Whether I "like" a book or not is purely a visceral response for me. There are some prerequisites such as the grammar and overall use of the language mustn't drive me crazy! (This is primarily why I no longer am even tempted to read Indies.) Other than that, though, you'd be amazed as the, um, "low caliber" books that I've enjoyed (and even re-read often.) That "feeling" I represent in my star ratings -
"0" - IMO, the book should be removed from shelves and never again be seen by the human eye. Yes - I have "awarded" this level to some documents masquerading as "books." This is not a censorship statement, this is an absolutely-devoid-of-merit statement.
"1"- Usually "awarded" when the actual technical aspects of writing were so awful that I could hardly bear the book. This provokes a deeply visceral reaction in me!

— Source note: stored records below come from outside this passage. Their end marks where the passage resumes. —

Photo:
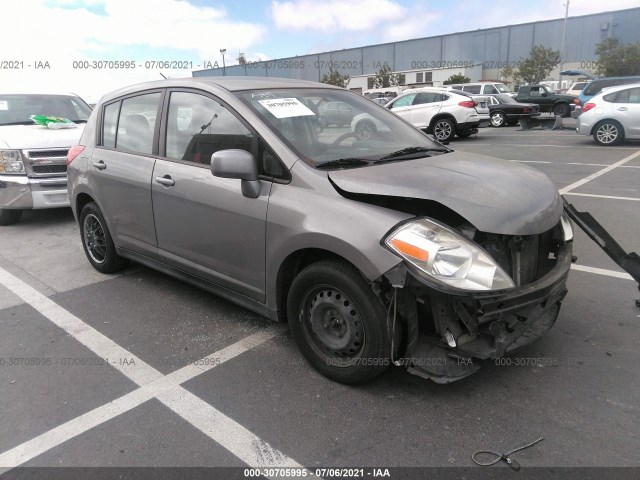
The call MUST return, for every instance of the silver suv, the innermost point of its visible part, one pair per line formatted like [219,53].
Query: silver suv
[391,249]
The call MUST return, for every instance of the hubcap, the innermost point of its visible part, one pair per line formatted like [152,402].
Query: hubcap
[442,130]
[335,324]
[94,238]
[607,133]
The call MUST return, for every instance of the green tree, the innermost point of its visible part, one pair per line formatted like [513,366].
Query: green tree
[539,64]
[457,78]
[386,78]
[615,59]
[334,77]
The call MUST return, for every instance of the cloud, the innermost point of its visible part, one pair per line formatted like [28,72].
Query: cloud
[334,16]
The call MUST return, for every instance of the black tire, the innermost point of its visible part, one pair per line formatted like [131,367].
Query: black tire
[562,109]
[364,130]
[608,132]
[338,322]
[9,217]
[97,242]
[498,119]
[443,129]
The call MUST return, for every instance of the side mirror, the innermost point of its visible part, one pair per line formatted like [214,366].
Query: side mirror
[238,164]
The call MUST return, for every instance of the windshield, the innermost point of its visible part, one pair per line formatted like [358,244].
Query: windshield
[330,128]
[16,109]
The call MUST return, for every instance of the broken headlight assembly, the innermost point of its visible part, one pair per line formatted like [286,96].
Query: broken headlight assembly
[442,255]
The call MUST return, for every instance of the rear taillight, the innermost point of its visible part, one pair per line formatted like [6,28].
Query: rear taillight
[74,152]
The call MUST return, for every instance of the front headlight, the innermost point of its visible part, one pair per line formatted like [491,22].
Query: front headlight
[11,162]
[447,257]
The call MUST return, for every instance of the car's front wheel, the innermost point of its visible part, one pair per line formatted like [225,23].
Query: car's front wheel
[97,242]
[498,119]
[444,130]
[8,217]
[608,132]
[338,322]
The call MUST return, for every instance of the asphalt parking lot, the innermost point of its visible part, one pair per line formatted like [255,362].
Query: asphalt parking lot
[141,370]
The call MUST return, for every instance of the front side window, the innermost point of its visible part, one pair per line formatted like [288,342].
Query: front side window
[198,126]
[136,123]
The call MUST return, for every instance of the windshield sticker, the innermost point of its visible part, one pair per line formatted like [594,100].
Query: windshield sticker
[286,107]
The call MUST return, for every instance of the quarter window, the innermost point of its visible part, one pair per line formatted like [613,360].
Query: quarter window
[198,126]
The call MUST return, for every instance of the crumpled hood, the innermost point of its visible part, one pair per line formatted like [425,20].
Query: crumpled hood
[496,196]
[37,136]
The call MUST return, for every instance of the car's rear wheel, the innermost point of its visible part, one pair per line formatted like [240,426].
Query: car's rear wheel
[608,132]
[444,129]
[498,119]
[97,242]
[8,217]
[365,130]
[562,109]
[338,322]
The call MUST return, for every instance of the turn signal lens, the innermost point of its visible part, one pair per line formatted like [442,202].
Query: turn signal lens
[410,250]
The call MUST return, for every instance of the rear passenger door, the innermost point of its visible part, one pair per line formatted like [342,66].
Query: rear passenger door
[121,167]
[204,225]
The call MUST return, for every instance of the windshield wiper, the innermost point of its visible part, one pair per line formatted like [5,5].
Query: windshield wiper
[344,162]
[411,151]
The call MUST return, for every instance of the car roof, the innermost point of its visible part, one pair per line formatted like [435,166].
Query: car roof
[231,84]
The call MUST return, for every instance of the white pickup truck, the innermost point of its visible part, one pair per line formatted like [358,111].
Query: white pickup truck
[33,168]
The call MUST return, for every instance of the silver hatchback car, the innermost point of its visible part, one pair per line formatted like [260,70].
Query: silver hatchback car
[390,249]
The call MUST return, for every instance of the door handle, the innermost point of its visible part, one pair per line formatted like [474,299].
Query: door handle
[167,181]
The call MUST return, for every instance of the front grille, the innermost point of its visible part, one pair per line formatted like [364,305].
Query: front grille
[45,169]
[61,152]
[525,258]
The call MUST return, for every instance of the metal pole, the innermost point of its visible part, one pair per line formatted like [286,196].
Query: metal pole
[224,67]
[564,32]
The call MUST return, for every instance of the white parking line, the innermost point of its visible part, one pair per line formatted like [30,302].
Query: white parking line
[222,429]
[603,196]
[601,271]
[599,173]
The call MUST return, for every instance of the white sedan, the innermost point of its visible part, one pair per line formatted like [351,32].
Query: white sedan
[612,115]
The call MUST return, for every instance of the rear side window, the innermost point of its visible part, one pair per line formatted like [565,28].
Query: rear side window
[471,88]
[109,124]
[137,123]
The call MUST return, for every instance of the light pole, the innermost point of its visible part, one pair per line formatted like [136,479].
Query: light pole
[564,32]
[224,67]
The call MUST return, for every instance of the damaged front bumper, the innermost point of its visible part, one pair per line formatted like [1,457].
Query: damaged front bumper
[476,325]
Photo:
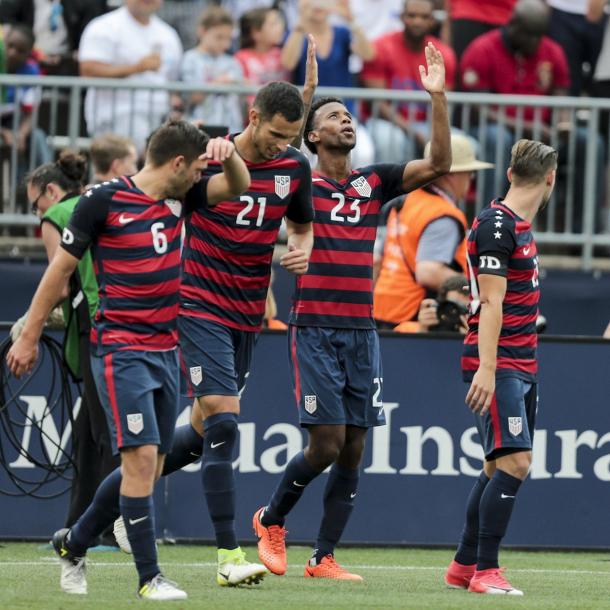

"2"- Here is where I get more emotional - The work didn't accomplish what the author intended. I just didn't like it and found little if anything to admire in the work. I am especially prone to grant this "award" to author of series who start phoneing in the next issue, for example.
"3" - Almost all my awards go in this bucket: I found the read to be enjoyable and/or it met its purpose (I read a LOT of non-fiction); I found it worthy of recommending to others; I would read more by this author.
"4" - Oh boy - something about this work really moved me; It will, unless something extraordinary is involved in the work, meet my criteria for excellent writing and I experienced a real thrill from the read.
"5"- Of the multiple 1000s of books I've read in my long life, I've awarded 5 stars to no more than 12 books. These are books that just overwhelmed me (they all happen to be fiction) and have that some nebulous and inexplicable quality that makes me just amazed at all of the story, the writing, the characters, the message, etc. This is the "magical" time for me. It is very odd but I may not even really like a book but would still be almost compelled to grant 5 stars. I have to admit that I am stingy in this area though and usually give such a work the 4 star rating. I think if an author can really make me hate a character without making that character a farcical villain, then the author has really accomplished something. One of the books (no villain) that moved me (gave it 4 stars though) in this way was White Oleander - http://www.shelfari.com/books/11938/White-Oleander . I just didn't "like" ANY of the characters in that book but the writing was so impressive that I couldn't put it down. There is another book however, (one of the low-caliber types) that I despised thoroughly BECAUSE there was not one character (human or canine) in that entire book that even understood the concept of integrity. I felt is was a written form of Married, with Children which added dogs. However, the writing was very very good. Hated that book and all it represented about what Americans find acceptable and humorous. Sigh. OK - off my soap box now.
However, if I am asked specifically to do an evaluation of the book, I use Red Adept's model. It helps me think of various aspects of the craft and its presentation in the work under consideration. This does apply to fiction. I modify it somewhat for non-fiction. I don't often agree to do this kind of thing any more but the framework sticks in my head when I reading anyway. Each element gets its own star rating and, if I am doing a pre-publication review, I will also offer suggestions about corrections or areas of attention I believe would bring up the rating of that particular area.
Rating ala movie style:
Sorry - guess I had diarrhea of the keyboard or something! This reply is too long!